#CAPAZ Recommendations: Pluriverso de Paz (Pluriverse of peace)
The Web page Pluriverso de paz is designed to show the results of the community component of the School, Territory, and Post-Conflict project. This project was concerned with investigating how social organisations in southern Tolima have built and are building peace in the midst of conflict.
The project’s researchers have been investigating how community organisations in southern Tolima have built different reconciliation initiatives in the midst of the armed conflict and during the post-conflict period.
«The project “School, Territory and Post-Conflict: building a local culture of peace in the South of Tolima, Colombia” was conceived based on two central themes: 1. life in the school and the armed conflict, and 2. how a shared vision of the future can be built from a cultural-territorial perspective. The project was also approached through two perspectives on peace-building: one that asks how the conflict has impacted the school and what transformations it has brought about, and another that asks how peace has been/is being built in the midst of the conflict».
Click here to browse the project’s products (books, videos, methodological proposals, etc.)
Co-researched with teachers and organisations from four regions of southern Tolima (Chaparral, Planadas, Rioblanco and Ataco), this project involved the use of different participatory research tools to explore,and name (and thus make visible) future projects and community aspirations that, from a problematised view of reality, would co-create peace initiatives supported by a citizen network anchored in the territory.
This was a participatory research project implemented between September 2018 and June 2021 as part of a joint call made in 2017 between the UK’s UKRI (Newton Fund) and Colombia’s Ministry of Science, Technology, and Innovation (MinCiencias) for high quality, transformative, and internationally competitive collaborative research projects that will help consolidate Colombia’s peacebuilding.

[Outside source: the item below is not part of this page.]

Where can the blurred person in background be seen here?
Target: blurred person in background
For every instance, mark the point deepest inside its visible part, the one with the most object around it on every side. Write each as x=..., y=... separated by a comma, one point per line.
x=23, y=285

Each of the organisations with which we have worked in the framework of the project has been tackling challenges that have allowed us to advance in, for example, making women visible in the public sphere, the design of productive life projects that allow young people to stay in the territory, conquering the public space to tackle different types of violence, etc. In short, it is a territory in which the social fabric has experienced moments that have made it possible to understand that community work transforms and builds peace.